Just thinking of my own early programming experiences: There were something like 6-8 *actively used* flavors of BASIC (still being used occasionally in the early-mid 80s for commercial software, amazing as it might seem now), each one having very different ways to do mundane things like clear the screen or do pixel-by pixel graphics. Porting a graphics-heavy program from, say, Apple II or Atari BASIC to IBM PC was obnoxious at best.
Pascal was more consistent across systems, but I remember some fairly significant differences between the Apple (IIe/old Mac) versions I learned as a kid vs. the VAX/VMS version I saw in intro CS in college.
C was also more consistent, at least on Unix boxes, but there was still an awful lot of shoot-from-the-hip coding there. The version of K&R I had in the mid-1990s (so, 10 years later or so) still had notorious buffer overflow sources like gets() in its sample code, and this wouldn’t change much till the internet and widespread publicly accessible networking raised the danger level on those a lot. An actually good AI *now* would be aware of the scope of possible problems there, but in 1985, I’m much less confident it would have been.

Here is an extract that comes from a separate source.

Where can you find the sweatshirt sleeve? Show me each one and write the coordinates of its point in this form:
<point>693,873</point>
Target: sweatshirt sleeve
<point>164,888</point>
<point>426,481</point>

I don’t know nearly as much about the big corporate/research systems that mostly ran FORTRAN or COBOL, and I *suppose* that those environments might have been more consistent and thus a bit better for an AI project like that, but I have my doubts.
ADDENDUM:
This Susan Sontag quote feels relevant. Imagine for a moment that she’s talking about engineering in the age of AI hype. She isn’t, but imagine for a moment that she is.
@inthehands I suspect that answering the question "why is it the _what_, _how_, and _why_ of development are at odds" heads straight into the way human systems get stuck in bad states.
Having the words for the intentions, expectations, and qualities of the work can help people at least not talk past each other.
The field in practice has shipped a million leaky prototypes that demo'ed well. Time to market? Time to capture funders' attention? Those bring their own pressures and problems.
I think of Kingsbury's Jepsen project as a model of asking whether the "what" was actually delivered by testing the fundamentals.
@inthehands We've had some fairly deep conversations at work recently about coding AI and the main talking point is: how do we hire graduates/juniors in the AI age? We understand that it helps productivity for very senior engineers who may want to automate parts of their jobs but how do you balance that with someone who is going to constantly generate tech debt, not being able to critically think and not be able to review code. We're worried that there will be some cutoff point circa 2023 where devs stopped thinking.
@inthehands The one report of LLM-generated / LLM-using code that I found most striking was from Jon Udell, related to generating an app for converting a photograph of an event flier into a useful calendar entry.
Partly it was striking because Udell has been a long-term advocate and a developer of community-run local information resources including calendaring, which have mostly been absorbed by Big Social Media.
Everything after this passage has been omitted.